Time Running Out For Coal Hunting
By Ngoc Lan
There are only three years to go until 2015 when a huge volume of coal must be imported to feed local thermo-power plants to be operational in the same year. Vietnam, in an effort to race against the clock, has come up with some solutions including buying overseas mines, acquiring or buying stakes from foreign partners. These solutions are officially present in the national plan for coal industry development toward 2030. Actually, such a story used to be a hot issue a couple of years ago.
In 2009, Vietnam Oil and Gas Group (PVN) took over the projects of Long Phu I and Song Hau I thermo-power plants having total capacity of 1,200MW each from Vietnam Electricity Group (EVN). Upon the takeover of the two projects, the first job PVN did was to seek coal supplies and coal samples and mull coal transport methods. The Ministry of Industry and Trade, the assessor of the basic design of the Long Phu I project, at that time insisted that “the project owner must urgently identify import coal supplies.” The order of the ministry is understandable because PVN will have to import over three million tons of coal a year right after Long Phu I is put into operation in 2014.

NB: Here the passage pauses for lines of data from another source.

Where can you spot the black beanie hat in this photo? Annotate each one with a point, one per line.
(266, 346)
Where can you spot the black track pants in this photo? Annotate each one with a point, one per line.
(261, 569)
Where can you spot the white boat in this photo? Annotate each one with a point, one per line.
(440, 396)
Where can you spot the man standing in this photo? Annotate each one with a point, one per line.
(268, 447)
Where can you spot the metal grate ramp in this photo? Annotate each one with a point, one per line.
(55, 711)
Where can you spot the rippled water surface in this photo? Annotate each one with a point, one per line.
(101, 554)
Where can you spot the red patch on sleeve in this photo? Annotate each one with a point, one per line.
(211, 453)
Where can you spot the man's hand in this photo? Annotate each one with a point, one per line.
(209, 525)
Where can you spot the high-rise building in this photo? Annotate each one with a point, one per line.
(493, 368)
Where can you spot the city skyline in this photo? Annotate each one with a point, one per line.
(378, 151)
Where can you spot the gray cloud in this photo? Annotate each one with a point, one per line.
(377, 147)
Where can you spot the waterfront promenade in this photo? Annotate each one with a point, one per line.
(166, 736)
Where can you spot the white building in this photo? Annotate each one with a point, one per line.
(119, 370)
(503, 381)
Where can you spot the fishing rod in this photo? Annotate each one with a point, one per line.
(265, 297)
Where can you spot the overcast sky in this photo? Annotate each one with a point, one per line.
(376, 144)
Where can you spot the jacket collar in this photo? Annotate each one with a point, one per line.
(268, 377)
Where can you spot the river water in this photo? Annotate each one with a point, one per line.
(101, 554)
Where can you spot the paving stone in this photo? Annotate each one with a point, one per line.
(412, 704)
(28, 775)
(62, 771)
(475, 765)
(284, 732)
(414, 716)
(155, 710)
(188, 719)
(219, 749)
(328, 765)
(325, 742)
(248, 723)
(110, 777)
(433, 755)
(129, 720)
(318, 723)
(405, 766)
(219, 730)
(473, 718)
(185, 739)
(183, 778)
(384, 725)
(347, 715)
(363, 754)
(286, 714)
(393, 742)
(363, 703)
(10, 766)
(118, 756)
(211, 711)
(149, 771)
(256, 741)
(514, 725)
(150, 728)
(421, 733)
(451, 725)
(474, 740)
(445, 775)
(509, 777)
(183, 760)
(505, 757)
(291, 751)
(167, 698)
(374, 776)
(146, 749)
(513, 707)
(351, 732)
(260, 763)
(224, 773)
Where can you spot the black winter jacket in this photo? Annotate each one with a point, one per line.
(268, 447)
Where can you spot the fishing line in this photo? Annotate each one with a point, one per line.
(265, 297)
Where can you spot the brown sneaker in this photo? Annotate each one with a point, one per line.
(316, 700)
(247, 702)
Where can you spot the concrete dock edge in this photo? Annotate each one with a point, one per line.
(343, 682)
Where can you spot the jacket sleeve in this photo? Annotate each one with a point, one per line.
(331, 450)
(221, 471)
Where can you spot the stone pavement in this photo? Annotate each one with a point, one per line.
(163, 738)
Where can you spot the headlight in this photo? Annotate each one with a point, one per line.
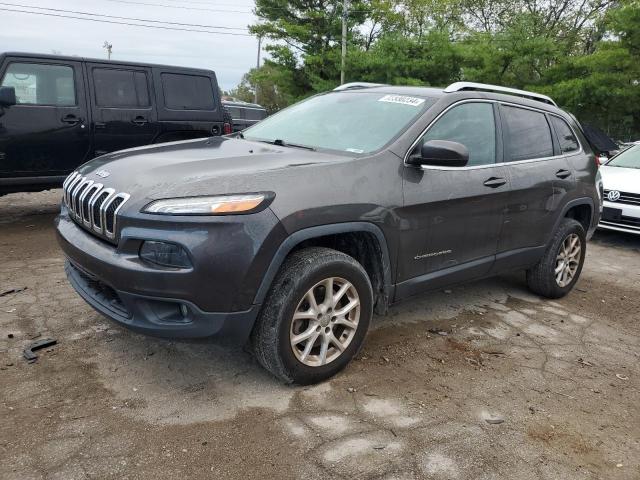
(215, 205)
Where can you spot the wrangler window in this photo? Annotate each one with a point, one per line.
(41, 84)
(120, 88)
(187, 92)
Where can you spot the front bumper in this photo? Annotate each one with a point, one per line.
(621, 217)
(213, 298)
(161, 317)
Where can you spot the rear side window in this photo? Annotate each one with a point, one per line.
(472, 125)
(120, 88)
(529, 134)
(255, 114)
(566, 138)
(187, 92)
(41, 84)
(235, 112)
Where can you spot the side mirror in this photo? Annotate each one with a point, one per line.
(7, 96)
(441, 153)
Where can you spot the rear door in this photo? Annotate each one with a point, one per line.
(124, 114)
(452, 216)
(46, 133)
(541, 178)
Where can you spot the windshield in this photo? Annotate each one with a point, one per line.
(357, 122)
(628, 159)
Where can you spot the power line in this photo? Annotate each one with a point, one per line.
(180, 7)
(212, 4)
(122, 18)
(128, 24)
(273, 9)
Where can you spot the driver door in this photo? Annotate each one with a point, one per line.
(452, 216)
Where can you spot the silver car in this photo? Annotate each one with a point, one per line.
(621, 179)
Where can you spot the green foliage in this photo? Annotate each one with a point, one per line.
(584, 53)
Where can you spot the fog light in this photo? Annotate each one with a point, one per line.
(165, 254)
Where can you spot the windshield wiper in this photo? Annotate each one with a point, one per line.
(281, 143)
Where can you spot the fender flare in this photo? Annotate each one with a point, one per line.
(574, 203)
(320, 231)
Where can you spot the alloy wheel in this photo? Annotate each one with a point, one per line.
(325, 321)
(568, 260)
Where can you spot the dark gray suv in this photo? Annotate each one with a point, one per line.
(290, 234)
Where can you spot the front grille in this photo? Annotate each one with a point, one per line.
(625, 197)
(93, 205)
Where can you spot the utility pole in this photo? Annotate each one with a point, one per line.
(108, 46)
(345, 18)
(255, 93)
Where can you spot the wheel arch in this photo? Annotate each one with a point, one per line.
(577, 209)
(378, 266)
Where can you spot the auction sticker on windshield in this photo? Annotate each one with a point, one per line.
(403, 99)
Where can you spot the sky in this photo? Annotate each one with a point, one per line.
(230, 56)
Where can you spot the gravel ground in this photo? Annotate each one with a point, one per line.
(484, 381)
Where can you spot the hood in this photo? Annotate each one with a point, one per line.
(210, 166)
(621, 179)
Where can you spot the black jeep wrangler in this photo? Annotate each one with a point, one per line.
(58, 112)
(290, 235)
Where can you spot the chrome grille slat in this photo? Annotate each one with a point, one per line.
(92, 205)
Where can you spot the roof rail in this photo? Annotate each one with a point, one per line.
(483, 87)
(354, 85)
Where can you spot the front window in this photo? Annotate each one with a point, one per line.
(628, 159)
(356, 122)
(41, 84)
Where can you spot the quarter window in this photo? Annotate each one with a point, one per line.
(528, 136)
(566, 138)
(41, 84)
(120, 88)
(472, 125)
(187, 92)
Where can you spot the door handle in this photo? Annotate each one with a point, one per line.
(70, 119)
(494, 182)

Shortly after the instruction given out by the industry authority, PVN established its own coal import and distribution company, or PV Coal, to hunt for coal supplies for five coal-fired power plants whose combined capacity is 6,000MW. These projects belong to power master plans VI and VII of PVN, so when they are in place, PVN will need up to 18 million tons of coal annually, the majority of which is imported.
PV Coal said it planned to buy mines or acquire stakes of mining companies in Australia, Indonesia and Russia. Especially, it will prioritize those mining projects that are going to be exploited with reserves of more than 30 million tons, meeting the quality demand of PVN’s power plants.

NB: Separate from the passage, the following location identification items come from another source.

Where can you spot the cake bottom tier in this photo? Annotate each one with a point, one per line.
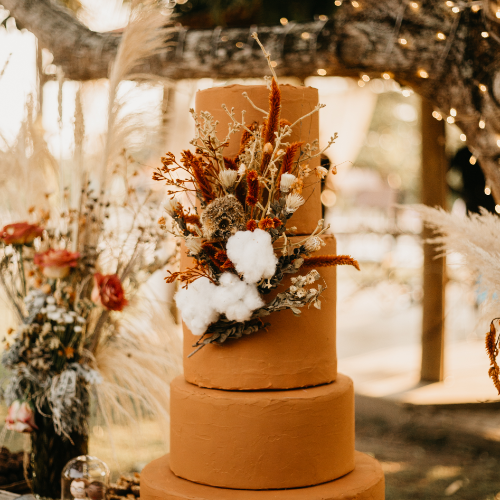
(365, 482)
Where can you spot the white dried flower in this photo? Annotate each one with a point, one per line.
(227, 178)
(193, 245)
(171, 206)
(293, 202)
(286, 182)
(313, 244)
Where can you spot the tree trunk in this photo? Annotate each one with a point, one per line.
(440, 53)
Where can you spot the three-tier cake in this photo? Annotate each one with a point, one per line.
(267, 417)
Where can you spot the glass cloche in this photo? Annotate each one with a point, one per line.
(85, 477)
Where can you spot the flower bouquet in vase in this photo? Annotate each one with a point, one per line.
(68, 286)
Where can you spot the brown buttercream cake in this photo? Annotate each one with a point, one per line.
(266, 417)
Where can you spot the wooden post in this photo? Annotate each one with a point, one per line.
(434, 166)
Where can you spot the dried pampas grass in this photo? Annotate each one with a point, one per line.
(476, 238)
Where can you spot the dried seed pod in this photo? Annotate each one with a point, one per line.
(222, 218)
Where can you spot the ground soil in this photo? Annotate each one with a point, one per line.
(429, 468)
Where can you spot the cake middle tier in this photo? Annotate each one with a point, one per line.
(294, 351)
(262, 439)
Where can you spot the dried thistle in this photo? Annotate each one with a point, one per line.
(330, 260)
(222, 218)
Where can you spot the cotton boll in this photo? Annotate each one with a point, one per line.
(196, 305)
(252, 254)
(236, 299)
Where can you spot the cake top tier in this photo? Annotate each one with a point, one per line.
(296, 102)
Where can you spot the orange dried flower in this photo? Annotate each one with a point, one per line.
(251, 225)
(331, 260)
(230, 164)
(273, 119)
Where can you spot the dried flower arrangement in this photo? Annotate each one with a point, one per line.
(474, 237)
(246, 203)
(75, 272)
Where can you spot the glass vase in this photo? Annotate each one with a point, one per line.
(50, 452)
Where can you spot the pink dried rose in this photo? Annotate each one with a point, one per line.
(20, 233)
(108, 292)
(20, 417)
(56, 263)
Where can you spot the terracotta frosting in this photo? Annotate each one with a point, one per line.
(295, 351)
(365, 482)
(296, 102)
(262, 440)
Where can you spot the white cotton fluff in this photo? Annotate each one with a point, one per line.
(252, 254)
(236, 299)
(197, 306)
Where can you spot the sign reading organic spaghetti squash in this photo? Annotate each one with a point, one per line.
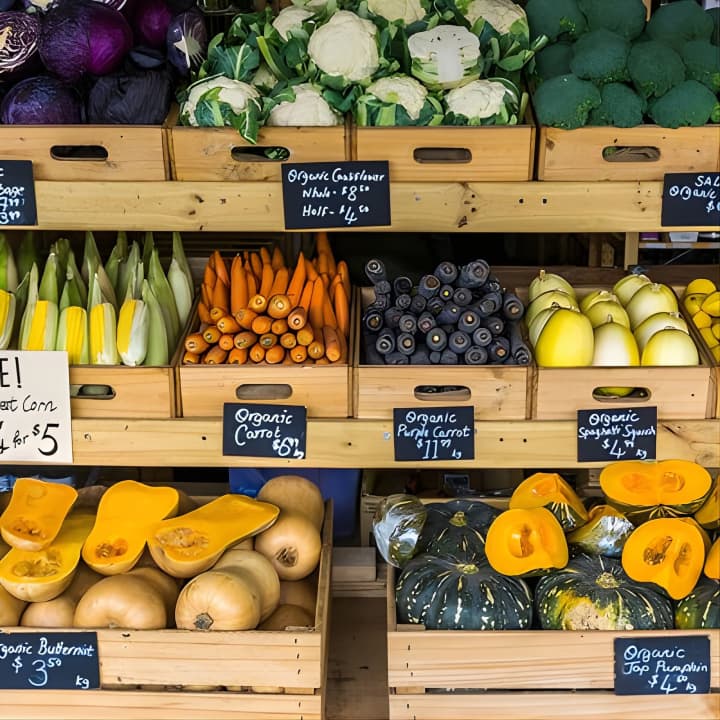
(35, 423)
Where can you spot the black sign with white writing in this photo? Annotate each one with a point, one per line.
(17, 193)
(446, 433)
(662, 665)
(55, 660)
(264, 430)
(336, 195)
(691, 199)
(617, 434)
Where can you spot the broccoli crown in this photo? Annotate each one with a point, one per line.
(654, 68)
(601, 56)
(678, 22)
(689, 103)
(555, 18)
(565, 101)
(624, 17)
(702, 63)
(553, 60)
(620, 106)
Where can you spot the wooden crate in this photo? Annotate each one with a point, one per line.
(149, 674)
(523, 675)
(497, 392)
(450, 153)
(222, 154)
(89, 152)
(647, 152)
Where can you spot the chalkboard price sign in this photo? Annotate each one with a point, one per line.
(336, 195)
(672, 665)
(619, 434)
(264, 430)
(55, 660)
(17, 193)
(691, 199)
(446, 433)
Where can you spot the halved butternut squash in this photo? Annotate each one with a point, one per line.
(124, 514)
(666, 551)
(189, 544)
(35, 513)
(40, 575)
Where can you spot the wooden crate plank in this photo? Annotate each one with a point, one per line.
(143, 705)
(552, 706)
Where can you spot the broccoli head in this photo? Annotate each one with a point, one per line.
(555, 18)
(689, 103)
(621, 106)
(624, 17)
(565, 101)
(654, 68)
(702, 63)
(678, 22)
(601, 56)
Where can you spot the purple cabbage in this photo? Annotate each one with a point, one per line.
(19, 35)
(187, 41)
(82, 37)
(41, 100)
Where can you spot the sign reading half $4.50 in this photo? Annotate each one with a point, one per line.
(35, 421)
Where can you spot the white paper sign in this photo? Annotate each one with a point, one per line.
(35, 423)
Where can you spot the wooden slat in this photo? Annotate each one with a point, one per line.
(553, 706)
(366, 443)
(434, 207)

However, the fact is not as simple as the plan supposes. Despite great efforts over the last three years, PV Coal in 2011 just clinched a framework agreement with Australian company Ensham Coal Sales. The Australian firm has three coal exploitation licenses effective for 35 years and covering 900 square kilometers in Queensland with total reserves of over one billion tons. Thanks to the deal, PVN can secure a long-term coal supply from the partner with a yearly volume of up to 12 million tons. In addition, PVN is able to acquire at least a 30% stake from the partner.
PVN’s targets have just achieved such modest success while the situation is even more distressful with other local industry players like EVN and Vietnam Coal and Mineral Industries Group (TKV). A recent market survey shows the disadvantaged position of Vietnamese businesses in the fierce competition with heavyweights like China, India and South Korea. According to the survey, local investors are not strong enough to defeat foreign rivals in terms of financial capacity, experiences of outbound investment and mining infrastructure development, and negotiation skills.
Regardless of any difficulties, importing coal at estimated respective figures of 15 million tons and 48 million tons from 2015 to 2020 remains a vital duty to ensure the operation of 21 coal-fired power plants as scheduled.
Therefore, local importers have no choice but to rely on outside supplies even though they acknowledge certain risks such as limited reserves or political instability and environmental issues of the suppliers.
As for the Government, Vietnam’s Ministry of Industry and Trade in 2009 signed with Australia’s Department of Resources, Energy and Tourism a memorandum of understanding on energy cooperation. According to the Vietnamese authority, the Australian side at that time was willing to negotiate with local enterprises about business cooperation opportunities as long-term suppliers or partners. However, the actual collaboration between the two sides has seen no progress ever since. The business chances with Australia have increasingly faded in the backdrop of Vietnam’s joining the tough race with China, India and South Korea which need a great volume for coal-fired power rising by thousands of megawatts a year.
The problem is that many opportunities have been missed to access overseas mining investment so far. Nguyen Thanh Son, director of Song Hong Energy Company under TKV, revealed that four years ago TKV and Australia-based Linc Energy joined forces to exploit fossil fuel including coal and methane in the Red River Delta. On the other hand, TKV had signed a memorandum of understanding to exploit mines with this partner in Australia whose reserve is equivalent to that in Uong Bi mining area in the northern province of Quang Ninh. Regrettably, TKV failed to make use of the deal.
Similarly, Vietmindo from Indonesia has invested 100% capital to exploit mines in Vietnam over the past 15 years but TKV has found none of the same opportunities in Indonesia.
The ongoing exhaustion of Vietnam’s opened-cast mines along with stricter conditions on fresh mining exploitation projects will surely lowered the position of local buyers in comparison with foreign exporters.
However, there is still hope for Vietnamese investors with the presence of the national master plan until 2030. The plan has brought the country — among the world’s largest coal producers and exporters — opportunities to cooperate with international counterparts to exploit 25 new mining projects in Cam Pha and Uong Bi, build pits under Khanh Hoa opened-cast mines until 2015 and exploit coal on a trial basis in the Red River basin in 2020.